2006 novel by Christie Golden

World of Warcraft: Rise of the Horde is a novel by Christie Golden set in the Warcraft universe. It was published in December 2006. Golden also has a commitment with Blizzard Entertainment and Simon & Schuster to write a StarCraft trilogy. Originally presumed to be the sequel to her previous 2001 book, Warcraft: Lord of the Clans, it depicts the draenei's escape from Argus and the rise of the Horde, following their shift from a shamanic race to a warmongering one. The book features major Warcraft characters, such as Durotan, Ner'zhul, Gul'dan, Orgrim Doomhammer, Kil'jaeden, and Velen. The story tells of how the orc clans and the noble draenei slowly become enemies due to deception and arrogance, and shows the downward spiral into which the orcs are thrown, and explores the role that demonic forces play in the Horde.
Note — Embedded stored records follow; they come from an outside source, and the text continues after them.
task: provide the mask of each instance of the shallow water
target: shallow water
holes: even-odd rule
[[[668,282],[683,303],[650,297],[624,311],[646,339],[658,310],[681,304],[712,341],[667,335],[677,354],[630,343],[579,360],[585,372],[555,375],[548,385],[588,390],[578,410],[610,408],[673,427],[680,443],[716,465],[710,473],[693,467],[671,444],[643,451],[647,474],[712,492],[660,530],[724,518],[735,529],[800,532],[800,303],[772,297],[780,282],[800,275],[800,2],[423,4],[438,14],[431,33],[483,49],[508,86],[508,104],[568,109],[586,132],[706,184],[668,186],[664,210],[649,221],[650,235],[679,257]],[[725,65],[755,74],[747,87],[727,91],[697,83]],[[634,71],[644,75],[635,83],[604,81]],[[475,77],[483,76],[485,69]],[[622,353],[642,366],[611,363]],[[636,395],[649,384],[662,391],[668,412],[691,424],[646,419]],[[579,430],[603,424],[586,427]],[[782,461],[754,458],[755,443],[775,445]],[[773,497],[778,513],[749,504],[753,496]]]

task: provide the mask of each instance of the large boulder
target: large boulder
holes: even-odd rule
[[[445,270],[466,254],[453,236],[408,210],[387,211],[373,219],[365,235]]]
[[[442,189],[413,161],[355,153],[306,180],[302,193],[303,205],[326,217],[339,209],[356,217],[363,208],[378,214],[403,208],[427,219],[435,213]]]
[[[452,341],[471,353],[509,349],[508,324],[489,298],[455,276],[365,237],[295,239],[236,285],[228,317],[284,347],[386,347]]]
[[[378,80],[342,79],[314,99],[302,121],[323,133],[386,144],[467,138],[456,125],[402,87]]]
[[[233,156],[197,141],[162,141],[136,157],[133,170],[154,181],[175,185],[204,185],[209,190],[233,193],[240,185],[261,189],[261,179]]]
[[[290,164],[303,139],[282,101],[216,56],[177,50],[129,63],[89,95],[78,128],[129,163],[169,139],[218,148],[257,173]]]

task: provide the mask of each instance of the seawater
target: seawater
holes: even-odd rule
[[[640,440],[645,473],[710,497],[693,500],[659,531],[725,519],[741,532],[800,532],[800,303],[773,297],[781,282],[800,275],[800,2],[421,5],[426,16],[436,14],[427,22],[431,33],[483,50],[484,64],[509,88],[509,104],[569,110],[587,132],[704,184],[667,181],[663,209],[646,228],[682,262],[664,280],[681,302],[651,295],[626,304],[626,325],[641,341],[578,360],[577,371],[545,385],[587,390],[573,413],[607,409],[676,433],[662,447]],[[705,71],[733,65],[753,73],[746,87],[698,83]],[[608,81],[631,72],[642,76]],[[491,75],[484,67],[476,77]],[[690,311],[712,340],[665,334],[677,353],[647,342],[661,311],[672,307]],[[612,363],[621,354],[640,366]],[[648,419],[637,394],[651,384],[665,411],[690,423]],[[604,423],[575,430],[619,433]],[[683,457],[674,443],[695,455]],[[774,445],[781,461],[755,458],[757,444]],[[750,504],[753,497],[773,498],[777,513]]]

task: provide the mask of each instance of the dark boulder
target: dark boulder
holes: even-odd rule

It also expands on the origin of the Burning Legion, and the events preceding the first game of the Warcraft series.

The entire novel appears to be told from the viewpoint of Thrall, son of Durotan, and every chapter features a diary entry. Thrall himself was not alive during these events, as he himself is learning them from Drek'Thar, an elder farseer.

The book could be considered a sequel of Lord of the Clans, but an equally strong case could be made for Rise of the Horde being a prequel.

==Plot==
The novel explores the events in the orc world before the Orcish corruption. The story is set before the events of Warcraft: Orcs & Humans. The novel details the union of the orc clans into a single horde under Gul'dan and Blackhand, the corruption of the orcs and the destruction of the Draenei by the orcish horde.

==Within World of Warcraft==

In the expansion pack to World of Warcraft, the Burning Crusade, the land of Draenor became available to be explored. Since the events of Rise of the Horde the world has changed greatly, demonic forces have ripped the world apart, however the Draenei temples of Shattrath, and Karabor (what is now the Black Temple), are found within the game. According to the book, they are mere ruins of what they once were. The area of Nagrand is also present, and contains the surviving members of the orc clans, now led by the Mag'har clan, and the surviving Draenei of the massacre.